Step 2: Key Formula or Approach:
The standard deviation (\( \sigma \)) for the first n natural numbers is given by the formula for the variance (\( \sigma^2 \)) first:
\[ \sigma^2 = \frac{n^2 - 1}{12} \] The standard deviation is the square root of the variance:
\[ \sigma = \sqrt{\frac{n^2 - 1}{12}} \] This formula is derived from the standard variance formula \( \sigma^2 = \frac{\sum x_i^2}{n} - \left(\frac{\sum x_i}{n}\right)^2 \) and the formulas for the sum of the first n natural numbers and the sum of their squares.
Step 3: Detailed Explanation:
In this problem, we have the first 100 natural numbers, so \( n = 100 \).
We can directly use the shortcut formula for the variance:
\[ \sigma^2 = \frac{100^2 - 1}{12} \] \[ \sigma^2 = \frac{10000 - 1}{12} = \frac{9999}{12} \] Now, we simplify this fraction.

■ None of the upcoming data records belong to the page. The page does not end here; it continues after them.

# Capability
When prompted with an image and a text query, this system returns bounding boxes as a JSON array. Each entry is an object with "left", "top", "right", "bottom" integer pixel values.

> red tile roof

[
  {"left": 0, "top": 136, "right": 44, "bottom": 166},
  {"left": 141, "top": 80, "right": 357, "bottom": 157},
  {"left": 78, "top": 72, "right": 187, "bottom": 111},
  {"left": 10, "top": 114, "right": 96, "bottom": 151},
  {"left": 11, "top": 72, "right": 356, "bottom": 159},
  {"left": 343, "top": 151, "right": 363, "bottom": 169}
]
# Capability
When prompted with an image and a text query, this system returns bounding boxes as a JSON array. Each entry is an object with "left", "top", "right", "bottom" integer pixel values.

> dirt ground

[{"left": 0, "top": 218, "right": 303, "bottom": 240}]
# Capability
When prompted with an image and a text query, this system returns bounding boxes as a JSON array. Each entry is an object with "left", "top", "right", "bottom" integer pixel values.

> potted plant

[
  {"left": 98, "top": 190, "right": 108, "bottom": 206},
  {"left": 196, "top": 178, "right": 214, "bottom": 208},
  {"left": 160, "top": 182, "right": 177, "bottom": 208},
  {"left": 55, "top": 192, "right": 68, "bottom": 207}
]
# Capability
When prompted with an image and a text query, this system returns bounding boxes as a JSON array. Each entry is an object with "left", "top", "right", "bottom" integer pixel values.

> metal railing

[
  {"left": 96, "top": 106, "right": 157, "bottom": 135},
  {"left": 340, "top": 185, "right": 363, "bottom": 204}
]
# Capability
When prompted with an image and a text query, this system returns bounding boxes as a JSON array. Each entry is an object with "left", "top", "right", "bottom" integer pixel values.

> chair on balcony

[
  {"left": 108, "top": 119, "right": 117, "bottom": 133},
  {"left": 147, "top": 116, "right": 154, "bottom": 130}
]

Both numerator and denominator are divisible by 3.
\[ \sigma^2 = \frac{9999 \div 3}{12 \div 3} = \frac{3333}{4} \] The standard deviation is the square root of the variance:
\[ \sigma = \sqrt{\frac{3333}{4}} = \frac{\sqrt{3333}}{\sqrt{4}} = \frac{\sqrt{3333}}{2} \] This can be written as:
\[ \sigma = \frac{1}{2}\sqrt{3333} \] Step 4: Final Answer:
The standard deviation of the first 100 natural numbers is \( \frac{1}{2}\sqrt{3333} \).